De Algemene Rekenkamer zegt: “Niet de kosten, maar de strategische doelen leidend moeten zijn bij de keuze voor gesloten of open software bij het Rijk.”
Dus: niet naar je kosten maar naar je strategie kijken. Wat is dan het strategische doel achter software wordt dan de vraag. Dat is, in mijn ogen, automaten gebruiken bij je dagelijkse werk. Niks meer, niks minder.
Automaten zijn dus een kostenpost binnen de bedrijfsvoering (van het ministerie). Algemeen aanvaard principe met kosten is: laag houden.
Onderdeel van de strategie rond software is dus automaten gebruiken tegen zo laag mogelijke kosten. Jeroen wijst op een onderliggend punt waar het gaat over kosten.
Uitgaande van deze punten die dus in de strategie rond het gebruik van software zijn aan te wijzen, is de conclusie van de Rekenkamer in te zetten om per direct open source software te nemen. Kosten mogen geen rol spelen, de strategie is leidend. Open source is de gratis qua licenties en dus de goedkoopste software. Alle overige kosten die als belemmering worden genoemd, zijn volgens de Rekenkamer geen argument. Toch?

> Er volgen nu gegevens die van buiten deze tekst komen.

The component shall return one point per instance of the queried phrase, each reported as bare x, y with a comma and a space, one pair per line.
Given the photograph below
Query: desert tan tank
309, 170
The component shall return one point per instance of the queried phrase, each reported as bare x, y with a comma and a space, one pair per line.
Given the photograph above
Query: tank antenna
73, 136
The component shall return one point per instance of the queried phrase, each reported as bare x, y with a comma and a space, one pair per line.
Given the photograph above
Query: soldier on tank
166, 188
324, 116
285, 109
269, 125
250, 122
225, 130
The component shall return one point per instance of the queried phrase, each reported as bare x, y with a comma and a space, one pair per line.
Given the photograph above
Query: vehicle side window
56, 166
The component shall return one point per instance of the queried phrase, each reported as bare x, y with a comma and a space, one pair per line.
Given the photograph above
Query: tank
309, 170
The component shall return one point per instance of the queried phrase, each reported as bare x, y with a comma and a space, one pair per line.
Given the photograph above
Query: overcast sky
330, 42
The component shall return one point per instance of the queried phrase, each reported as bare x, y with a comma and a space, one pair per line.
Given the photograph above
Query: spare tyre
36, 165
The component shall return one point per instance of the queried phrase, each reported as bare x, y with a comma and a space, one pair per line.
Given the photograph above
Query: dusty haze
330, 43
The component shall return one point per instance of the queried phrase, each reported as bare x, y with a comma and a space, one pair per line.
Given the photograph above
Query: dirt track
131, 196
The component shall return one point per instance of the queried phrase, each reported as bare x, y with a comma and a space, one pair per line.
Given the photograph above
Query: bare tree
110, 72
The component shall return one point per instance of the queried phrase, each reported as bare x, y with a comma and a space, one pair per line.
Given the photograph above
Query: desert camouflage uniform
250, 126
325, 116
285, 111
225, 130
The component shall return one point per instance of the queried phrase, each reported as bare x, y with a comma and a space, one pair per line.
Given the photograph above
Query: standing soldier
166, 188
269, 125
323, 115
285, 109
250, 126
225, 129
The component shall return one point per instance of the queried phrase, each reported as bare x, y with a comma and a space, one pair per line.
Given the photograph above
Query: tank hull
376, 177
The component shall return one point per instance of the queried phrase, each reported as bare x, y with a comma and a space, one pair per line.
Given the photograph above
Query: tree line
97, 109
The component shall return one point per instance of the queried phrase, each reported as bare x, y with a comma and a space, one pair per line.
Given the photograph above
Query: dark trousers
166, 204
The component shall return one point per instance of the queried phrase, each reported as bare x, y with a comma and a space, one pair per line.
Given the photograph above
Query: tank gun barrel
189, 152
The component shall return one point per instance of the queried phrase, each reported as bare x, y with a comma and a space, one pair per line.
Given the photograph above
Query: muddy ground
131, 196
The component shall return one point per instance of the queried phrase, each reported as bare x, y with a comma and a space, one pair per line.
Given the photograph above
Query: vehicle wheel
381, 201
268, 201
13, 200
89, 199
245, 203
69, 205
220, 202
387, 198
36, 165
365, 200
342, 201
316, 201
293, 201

“Het onderzoek kijkt alleen naar de ict-situatie bij de diverse ministeries. Zelfstandige bestuursorganen (zbo’s) en decentrale overheden bleven buiten beschouwing, terwijl de Tweede Kamer daarom wel had verzocht. Dit heeft tot politieke verontwaardiging geleid.”
Het blijft een ongeregeld en loshangende zooitje daar op Het Binnenhof. Hoe wil dit amateuristische clubje ons land goed kunnen besturen, (en bezuinigingen doorvoeren) als er nog een onderlinge stammenstrijd is tussen de verschillende “bestuurs-organen”..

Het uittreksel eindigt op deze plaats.